Nessa premissa, destaca-se o estudo realizado por Volpato e Mello (2005) que, ao analisarem as condições de trabalho e formação tanto de educadoras quanto de atendentes que atuavam em creches públicas, verificaram que ainda prevalecia um modelo de caráter assistencialista/higienista, principalmente no que diz respeito às rotinas de trabalho e às concepções subjacentes aos aspectos valorizados na atuação. Portanto, observa-se que, longe de ser superado, o conflito entre cuidar/educar ainda faz parte do dia a dia das creches, repercutindo tanto sobre as concepções e práticas das profissionais quanto nas interações com as crianças, o que resulta também em implicações sobre o seu desenvolvimento.

Considerando o papel exercido pelas creches e suas relações com o desenvolvimento infantil, Melchiori, Basioli-Alves, Souza e Bugliani (2007) entrevistaram educadoras e mães com o objetivo de comparar e analisar as suas crenças a respeito do temperamento e do desempenho das crianças. Os resultados apontaram pouca diferença em relação às crenças das participantes, visto que tanto as educadoras quanto as mães consideraram os pais os principais responsáveis por influenciar o desenvolvimento infantil, destacando-se o fato de as mães não reconhecerem o devido papel das educadoras na promoção do desenvolvimento dos seus filhos, assim como as próprias profissionais subestimavam a sua influência sobre o desempenho das crianças.

Logo, observa-se que os conflitos que permeiam as rotinas das creches não se restringem apenas às concepções acerca do seu papel como instituições responsáveis pelo cuidar/educar, estendendo-se ainda às relações estabelecidas com as famílias e aos jogos de atribuição de responsabilidades que se configuram nesse processo de educação/cuidado compartilhados, considerando a necessidade de negociação no que se refere às diferenças relativas às crenças, aos valores e aos procedimentos empregados nos ambientes das creches.

Na rotina da creche, a presença dos valores sociais nas relações estabelecidas entre educadoras e crianças foi investigada por Almeida (2006), que verificou a influência de valores construídos a partir da negociação subjetiva entre mães e educadoras acerca do papel destas últimas. Nos resultados obtidos por Almeida (2006), destacou-se o fato de as educadoras perceberem a adaptação da criança e de sua família à creche como um processo desgastante e doloroso, o que repercutiu sobre suas práticas, por meio de uma conduta homogeneizadora durante a interação com os bebês, além da concepção de que lugar de criança pequena seria em casa.
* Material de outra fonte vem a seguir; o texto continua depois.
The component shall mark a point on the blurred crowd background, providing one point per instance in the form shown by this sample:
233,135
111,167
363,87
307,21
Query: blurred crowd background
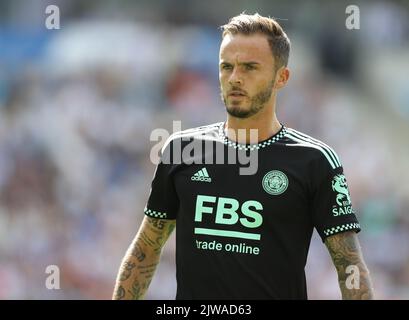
78,105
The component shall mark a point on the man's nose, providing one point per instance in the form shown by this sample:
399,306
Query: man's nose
235,78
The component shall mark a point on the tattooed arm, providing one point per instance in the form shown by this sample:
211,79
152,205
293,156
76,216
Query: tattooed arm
353,275
140,261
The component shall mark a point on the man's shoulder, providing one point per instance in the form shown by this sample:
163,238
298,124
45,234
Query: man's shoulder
203,132
316,148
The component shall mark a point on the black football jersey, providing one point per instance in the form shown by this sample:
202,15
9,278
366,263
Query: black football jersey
246,236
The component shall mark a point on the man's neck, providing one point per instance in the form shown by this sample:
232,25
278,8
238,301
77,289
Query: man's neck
263,127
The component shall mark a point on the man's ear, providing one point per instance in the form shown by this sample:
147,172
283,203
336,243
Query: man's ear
282,76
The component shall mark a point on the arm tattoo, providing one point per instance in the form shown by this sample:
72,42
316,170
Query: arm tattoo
127,270
120,293
346,255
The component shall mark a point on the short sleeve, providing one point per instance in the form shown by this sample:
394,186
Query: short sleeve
163,202
332,210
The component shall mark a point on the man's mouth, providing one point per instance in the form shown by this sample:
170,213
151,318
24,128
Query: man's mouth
237,94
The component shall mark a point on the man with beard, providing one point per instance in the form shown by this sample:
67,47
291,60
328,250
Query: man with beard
246,236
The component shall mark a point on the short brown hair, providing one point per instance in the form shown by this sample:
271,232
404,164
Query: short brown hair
251,24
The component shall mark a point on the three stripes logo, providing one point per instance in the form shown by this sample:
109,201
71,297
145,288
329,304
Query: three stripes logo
201,175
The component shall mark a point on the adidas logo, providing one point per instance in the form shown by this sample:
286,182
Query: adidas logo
201,175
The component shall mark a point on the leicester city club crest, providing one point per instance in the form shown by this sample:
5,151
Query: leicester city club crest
275,182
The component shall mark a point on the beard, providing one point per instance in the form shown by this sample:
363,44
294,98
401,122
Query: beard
257,103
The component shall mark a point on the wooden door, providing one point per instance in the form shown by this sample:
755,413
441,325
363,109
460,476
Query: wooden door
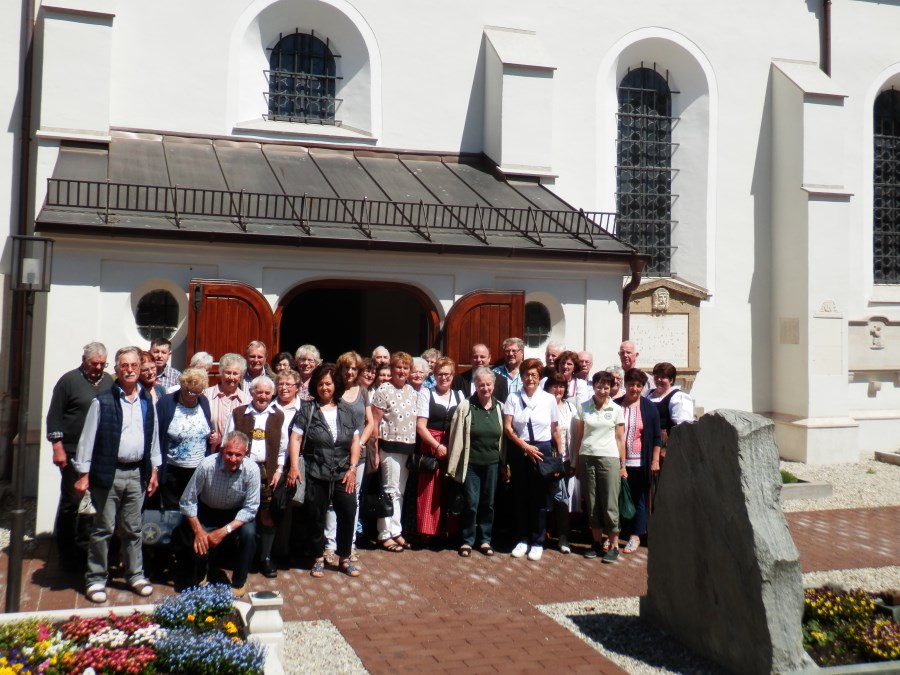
487,317
224,316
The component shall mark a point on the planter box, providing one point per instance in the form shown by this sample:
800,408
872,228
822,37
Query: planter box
806,490
273,661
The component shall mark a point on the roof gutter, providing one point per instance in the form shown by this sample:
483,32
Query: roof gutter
637,262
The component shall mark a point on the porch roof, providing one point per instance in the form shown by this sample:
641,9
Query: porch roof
188,188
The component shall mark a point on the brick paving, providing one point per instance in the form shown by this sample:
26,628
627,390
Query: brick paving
435,611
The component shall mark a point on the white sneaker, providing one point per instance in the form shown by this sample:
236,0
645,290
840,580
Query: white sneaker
520,550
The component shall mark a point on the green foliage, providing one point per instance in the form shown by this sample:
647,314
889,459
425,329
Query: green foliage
788,477
841,627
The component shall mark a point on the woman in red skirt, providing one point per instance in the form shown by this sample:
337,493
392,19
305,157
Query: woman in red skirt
434,412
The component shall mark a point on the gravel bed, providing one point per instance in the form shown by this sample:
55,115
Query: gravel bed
864,484
314,647
613,627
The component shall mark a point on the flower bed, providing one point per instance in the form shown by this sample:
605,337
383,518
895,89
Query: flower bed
196,632
843,627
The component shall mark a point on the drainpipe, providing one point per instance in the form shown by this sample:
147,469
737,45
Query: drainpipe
637,262
826,37
17,313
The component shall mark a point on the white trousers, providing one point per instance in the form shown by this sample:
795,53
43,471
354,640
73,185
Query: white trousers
393,481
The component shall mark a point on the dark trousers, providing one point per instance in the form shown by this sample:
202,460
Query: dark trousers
533,498
72,547
640,487
236,550
174,483
478,515
319,493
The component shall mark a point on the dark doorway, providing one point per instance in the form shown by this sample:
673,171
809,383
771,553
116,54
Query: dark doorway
337,318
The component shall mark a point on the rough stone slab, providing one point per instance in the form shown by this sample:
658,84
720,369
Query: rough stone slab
723,572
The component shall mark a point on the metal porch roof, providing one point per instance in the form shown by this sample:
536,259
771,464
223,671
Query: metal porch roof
200,188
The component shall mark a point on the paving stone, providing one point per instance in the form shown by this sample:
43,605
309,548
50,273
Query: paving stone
491,597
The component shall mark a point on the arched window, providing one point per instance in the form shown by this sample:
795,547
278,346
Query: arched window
886,226
156,315
644,166
537,324
302,80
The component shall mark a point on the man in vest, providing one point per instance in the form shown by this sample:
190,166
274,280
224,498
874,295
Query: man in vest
262,422
117,458
71,400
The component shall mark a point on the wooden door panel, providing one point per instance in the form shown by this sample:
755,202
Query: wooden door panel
224,316
488,317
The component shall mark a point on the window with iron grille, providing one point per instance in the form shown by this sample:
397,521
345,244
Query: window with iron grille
302,80
886,226
644,166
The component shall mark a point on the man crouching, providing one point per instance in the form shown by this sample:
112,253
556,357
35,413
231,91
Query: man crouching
219,506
Com o objetivo de compreender as concepções de desenvolvimento que constituem os saberes e as práticas de educadoras que atuam na educação infantil, Jorge, Reis e Nascimento (2008) verificaram concepções de caráter mais ambientalista, apesar de as profissionais terem enfatizado a influência da perspectiva sociointeracionista em suas práticas. Conforme as autoras, a valorização dessa última abordagem pode estar relacionada à busca pela formação profissional, como também às mudanças relacionadas às concepções das educadoras, favorecendo assim a transformação das suas práticas cotidianas.

Portanto, uma vez que as práticas das educadoras se configuram mediante as concepções acerca dos fatores que permeiam a sua atuação, questiona-se:

Quais são as suas concepções e práticas quando se trata do desenvolvimento infantil e da sua promoção?

Quais são as suas concepções sobre o papel que exercem nas creches e sobre a atuação destas últimas?

Como essas profissionais concebem as relações família-creche e as suas repercussões práticas?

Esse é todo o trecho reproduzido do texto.